Leading the Way
Since we just celebrated the women’s vote we would like to inspire young Cebuanas with the accomplishments of Ines Villa-Gonzalez.
She has been described in the Heritage Cards prepared by the Cebu Provincial Women’s Commission and the Legal Alternatives for Women Center, Inc. as “among the earliest known advocate for the woman’s vote in the .”
She completed her graduate degrees in sociology and education in the United States and Spain.
She had been awarded the Premio Zobel “for excellence in Spanish literary writing for her book Filipinas en el Camino de la Cultura.”
And she wrote the story of this experience in The Philippine Epic of Democracy.
Here she declared: “For decades the Filipino Women had been acquiring a good education and training in the various professions and trades, dedicating themselves to worthwhile social, industrial, economic, cultural, and scientific advancement of the nation.
Yet women had been deprived of suffrage, although they are part and parcel of the homes, communities and the nation.
Their indispensable participation is vibrant in all public affairs and nationalistic activities. In the realm of politics the women had been discriminated against and regarded as minors or immature and incapable.”
On the other hand, on Labor Day week, we remember Fr. Rudy Romano’s commitment to those in the peripheries.
He was often with the urban poor to listen to their current concerns.
He joined them in their struggles, marching with them as they asserted their rights. For this he was arrested.
Those in the march accompanied him and refused to leave without him.
He took great risks in supporting workers’ right to organize in the martial law period.
The commitment and presence of religious in efforts towards social change in a Catholic country can be very crucial.
It can prevent violence from both sides: protesters and those in power. Rudy Romano confronted great powers; he disappeared. It is up to us to make him present until now.
Women workers experience the same problems that workers today are fighting for and more.
While there is the demand for higher wages, a living wage, many women are into unpaid farm work because women will do anything to provide food for their children.
Most of the workers in the informal sector are women, showing that the formal sector is not that open for them.
Before, of them it had been said: “Last hired, first fired.”
They are not given the priority because many think that their earnings are not as crucial as the perceived “main income earner” males.
They are also rejected because of pregnancy; a development worker claimed that certain work places require a pregnancy test!
Another issue brought up in the LAW Center Inc.-DYLA program, Takna sa Kababayn-an was the demand of what has been euphemistically called “pleasing personality.” Is this ever demanded of male applicants?
Because of the power relations in our society, there is the issue of sexual harassment in the workplace.
Among the early cases that LAW Center, Inc. had to deal with was the case of a female professional who received harassing messages via the computer.
Pupils sometimes say that their mothers are plain housewives, believing that their mothers are not working.
All day long, there is no woman who is not working.
Many working women have to hurry home after work to do the household tasks of cooking, child care, house cleaning and many others.

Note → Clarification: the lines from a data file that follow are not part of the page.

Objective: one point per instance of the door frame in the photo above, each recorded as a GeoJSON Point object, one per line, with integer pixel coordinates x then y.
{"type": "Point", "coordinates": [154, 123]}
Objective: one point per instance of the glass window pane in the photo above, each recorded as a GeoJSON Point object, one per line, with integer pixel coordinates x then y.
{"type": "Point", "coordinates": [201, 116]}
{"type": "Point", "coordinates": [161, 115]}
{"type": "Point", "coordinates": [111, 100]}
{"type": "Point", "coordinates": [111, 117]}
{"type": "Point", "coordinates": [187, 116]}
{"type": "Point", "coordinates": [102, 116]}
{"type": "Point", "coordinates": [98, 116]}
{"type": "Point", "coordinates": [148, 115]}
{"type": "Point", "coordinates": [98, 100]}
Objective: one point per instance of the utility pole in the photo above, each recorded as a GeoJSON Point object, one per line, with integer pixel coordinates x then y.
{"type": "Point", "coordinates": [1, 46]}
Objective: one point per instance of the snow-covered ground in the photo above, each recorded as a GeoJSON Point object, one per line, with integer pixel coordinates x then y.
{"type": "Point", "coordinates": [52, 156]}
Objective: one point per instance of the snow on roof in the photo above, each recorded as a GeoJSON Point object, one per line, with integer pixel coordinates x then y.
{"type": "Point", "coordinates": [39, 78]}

And what did a research reveal about what she does with her earnings? She contributes a greater percentage of her salary for the family’s needs than other family members.

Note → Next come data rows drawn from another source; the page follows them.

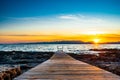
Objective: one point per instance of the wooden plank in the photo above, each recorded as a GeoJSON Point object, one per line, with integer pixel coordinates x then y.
{"type": "Point", "coordinates": [63, 67]}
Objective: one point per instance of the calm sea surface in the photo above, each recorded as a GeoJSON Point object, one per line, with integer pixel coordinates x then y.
{"type": "Point", "coordinates": [75, 48]}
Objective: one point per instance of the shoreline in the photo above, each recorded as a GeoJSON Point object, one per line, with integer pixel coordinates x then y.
{"type": "Point", "coordinates": [107, 59]}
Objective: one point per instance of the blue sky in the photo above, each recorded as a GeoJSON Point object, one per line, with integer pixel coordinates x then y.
{"type": "Point", "coordinates": [30, 8]}
{"type": "Point", "coordinates": [55, 17]}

And let us make our communities safe for our working women, this is among the main problems that emerged when my Grade 10 students interviewed call center workers.
I really look forward to a world wherein work is not enslavement, a mere means of survival or a burden, where it can be, not just for a few, a place of self expression, self-fulfillment, personal growth, and commitment to the building of communities — not only for men but also for women.